A growing “unsung army” of 1 million people with full-time care responsibilities needs better support, according to a report that one in three unpaid carers from poor backgrounds are unable to work because of their duties.
The trend is a result of an aging society and rising illness and disability concentrated among the poorest half of the nation’s working-age households, research by the Resolution Foundation found.
Nearly one in three working-age adults in low-income households has a disability, compared with fewer than one in five in better-off households, the thinktank said.
In modest households, 1 million people have caregiving responsibilities of 35 hours or more a week – the equivalent of a full-time job – making securing paid work a challenge.
Mike Brewer, deputy chief executive of the Resolution Foundation, said: “Britain is aging and sicker, but a large proportion of its population is disabled.

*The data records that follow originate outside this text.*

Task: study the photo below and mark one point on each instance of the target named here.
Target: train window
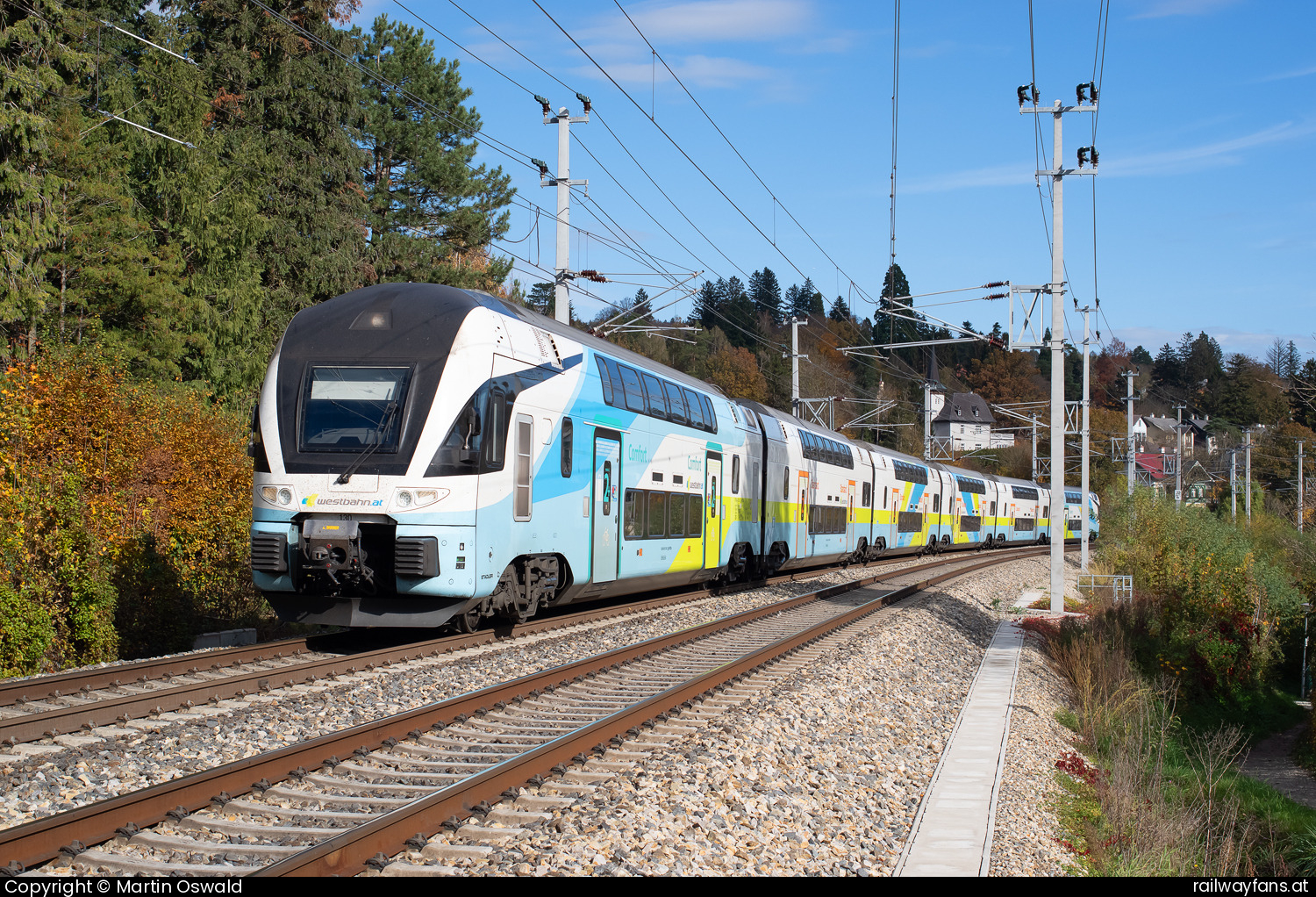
(524, 449)
(634, 392)
(676, 515)
(676, 403)
(634, 514)
(604, 379)
(697, 408)
(350, 408)
(568, 445)
(495, 431)
(657, 515)
(619, 390)
(710, 415)
(657, 400)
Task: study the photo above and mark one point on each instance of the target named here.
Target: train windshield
(353, 408)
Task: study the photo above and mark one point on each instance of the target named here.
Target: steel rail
(91, 714)
(105, 678)
(347, 852)
(42, 839)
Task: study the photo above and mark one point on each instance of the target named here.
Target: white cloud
(1000, 176)
(1231, 340)
(1194, 158)
(1178, 161)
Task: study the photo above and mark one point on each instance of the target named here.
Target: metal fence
(1119, 586)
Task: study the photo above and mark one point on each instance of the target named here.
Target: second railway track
(79, 701)
(332, 802)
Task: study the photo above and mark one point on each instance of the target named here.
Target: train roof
(594, 342)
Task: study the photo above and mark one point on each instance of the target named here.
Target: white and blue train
(429, 456)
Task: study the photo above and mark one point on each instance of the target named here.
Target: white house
(966, 419)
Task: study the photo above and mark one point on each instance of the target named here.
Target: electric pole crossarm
(563, 182)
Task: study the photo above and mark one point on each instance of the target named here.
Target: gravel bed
(47, 778)
(823, 772)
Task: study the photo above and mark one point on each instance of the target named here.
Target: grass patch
(1148, 793)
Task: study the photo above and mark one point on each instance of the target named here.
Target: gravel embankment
(820, 775)
(47, 778)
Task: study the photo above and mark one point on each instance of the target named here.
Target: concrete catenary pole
(562, 265)
(1057, 287)
(1057, 478)
(1300, 497)
(1234, 484)
(1084, 522)
(795, 365)
(1247, 475)
(1131, 460)
(1178, 455)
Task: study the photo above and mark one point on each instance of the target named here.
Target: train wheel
(468, 621)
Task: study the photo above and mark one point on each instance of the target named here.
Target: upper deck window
(353, 408)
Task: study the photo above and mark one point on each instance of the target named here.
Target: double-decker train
(431, 456)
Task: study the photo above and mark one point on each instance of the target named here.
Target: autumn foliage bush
(125, 510)
(1213, 597)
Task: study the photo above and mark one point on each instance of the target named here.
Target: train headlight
(276, 496)
(405, 499)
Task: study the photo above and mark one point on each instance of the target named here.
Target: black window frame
(568, 447)
(673, 501)
(674, 394)
(637, 392)
(604, 378)
(662, 514)
(657, 405)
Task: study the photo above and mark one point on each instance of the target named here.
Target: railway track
(332, 804)
(84, 700)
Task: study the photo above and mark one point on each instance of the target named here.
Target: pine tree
(428, 205)
(708, 305)
(37, 68)
(739, 308)
(802, 305)
(766, 292)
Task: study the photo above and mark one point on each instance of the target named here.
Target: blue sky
(1205, 216)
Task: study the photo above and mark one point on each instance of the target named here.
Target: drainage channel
(440, 763)
(82, 701)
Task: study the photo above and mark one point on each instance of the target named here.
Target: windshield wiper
(379, 440)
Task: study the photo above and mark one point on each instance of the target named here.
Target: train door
(802, 514)
(713, 512)
(607, 478)
(850, 526)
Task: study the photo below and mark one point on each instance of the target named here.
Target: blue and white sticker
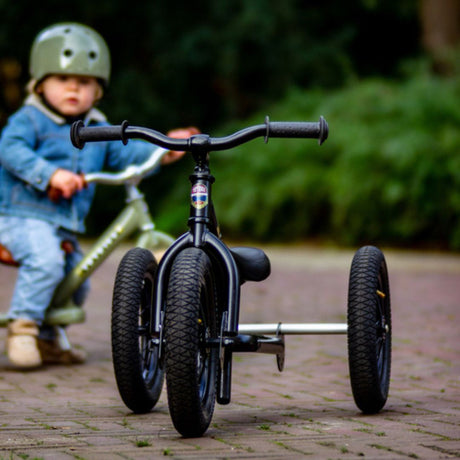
(199, 196)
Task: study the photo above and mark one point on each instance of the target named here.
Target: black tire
(191, 318)
(369, 330)
(137, 372)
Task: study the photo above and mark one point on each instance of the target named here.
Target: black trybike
(180, 319)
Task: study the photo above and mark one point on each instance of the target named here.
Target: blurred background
(385, 75)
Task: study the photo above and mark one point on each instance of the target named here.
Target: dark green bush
(389, 172)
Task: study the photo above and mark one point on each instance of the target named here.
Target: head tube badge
(199, 196)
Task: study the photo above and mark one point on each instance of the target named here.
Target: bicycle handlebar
(199, 142)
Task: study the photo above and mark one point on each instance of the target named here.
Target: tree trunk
(440, 20)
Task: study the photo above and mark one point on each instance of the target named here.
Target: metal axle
(293, 328)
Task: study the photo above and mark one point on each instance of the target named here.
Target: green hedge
(388, 174)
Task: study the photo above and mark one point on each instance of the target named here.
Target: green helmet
(70, 48)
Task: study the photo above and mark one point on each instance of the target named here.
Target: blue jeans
(36, 245)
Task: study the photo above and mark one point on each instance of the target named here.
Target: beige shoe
(52, 353)
(21, 344)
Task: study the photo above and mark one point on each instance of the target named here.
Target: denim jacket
(34, 144)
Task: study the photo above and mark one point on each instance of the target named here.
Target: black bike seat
(253, 264)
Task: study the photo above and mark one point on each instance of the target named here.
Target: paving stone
(306, 411)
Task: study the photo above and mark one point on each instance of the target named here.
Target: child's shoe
(52, 353)
(22, 348)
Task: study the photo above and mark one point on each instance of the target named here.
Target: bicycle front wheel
(369, 329)
(135, 359)
(191, 366)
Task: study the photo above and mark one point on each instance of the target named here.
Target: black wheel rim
(204, 357)
(148, 352)
(383, 330)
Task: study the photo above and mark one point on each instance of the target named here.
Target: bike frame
(204, 233)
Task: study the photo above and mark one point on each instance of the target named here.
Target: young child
(43, 201)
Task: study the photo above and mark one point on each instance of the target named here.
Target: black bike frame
(204, 233)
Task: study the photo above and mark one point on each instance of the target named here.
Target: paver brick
(305, 411)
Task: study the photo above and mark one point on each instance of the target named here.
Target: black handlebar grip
(79, 134)
(310, 130)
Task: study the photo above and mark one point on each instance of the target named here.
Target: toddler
(43, 200)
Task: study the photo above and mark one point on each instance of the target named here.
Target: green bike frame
(134, 218)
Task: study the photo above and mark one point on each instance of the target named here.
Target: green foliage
(389, 172)
(210, 61)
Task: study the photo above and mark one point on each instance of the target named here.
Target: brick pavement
(306, 411)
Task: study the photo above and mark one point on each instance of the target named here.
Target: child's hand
(64, 183)
(179, 133)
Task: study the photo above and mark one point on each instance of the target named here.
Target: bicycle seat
(253, 264)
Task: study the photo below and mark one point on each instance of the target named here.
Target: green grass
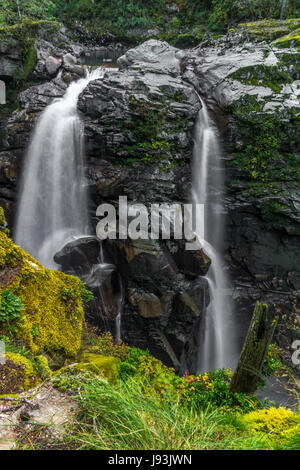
(125, 417)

While these trends affect the whole of society, they are most prevalent in the poorest half of working-age households across the country.
“While we talk a lot about the effects of aging and illness, the implications for demand for unpaid care are largely absent from the political debate.
“That’s despite Britain’s 1 million ‘unsung army’ doing at least 35 hours of unpaid care work every week – the equivalent of a full-time job.
“Just as we have done with working parents in recent decades, it is time to provide better support for these caregivers and their families.”
In response, a government spokesman said: “We understand the huge difference carers make, as well as the struggles they face.
“That is why we have delivered the biggest cash increase to the earnings threshold for Carers Allowance, but unpaid carers can also get support through the Better Care Fund, including short breaks and respite services.
“In addition, we are reviewing the implementation of carer’s leave and considering the benefits of introducing paid carer’s leave.”
In 2024, A Guardian Inquiry Tens of thousands of unpaid carers, many of them already living in poverty, have been left with huge bills for thousands of pounds in overpayments as a result of Department for Work and Pensions failures.
Despite Peter Schofield, the DWP’s permanent secretary, promising in 2019 that the new technology would eradicate the problem of overpayments, those affected have unwittingly fallen foul of the income rules.
In the five years since the Verify Earnings and Pensions tool, known as VEP, was introduced as a solution to problems with carers’ allowance, 262,000 overpayments totaling more than £325m have been recovered from carers and 600 carers have been prosecuted and received criminal records, according to the National Audi office.
As a result of the inquiry, Labor set up an independent review of the allowance and raised the income limit for those claiming it.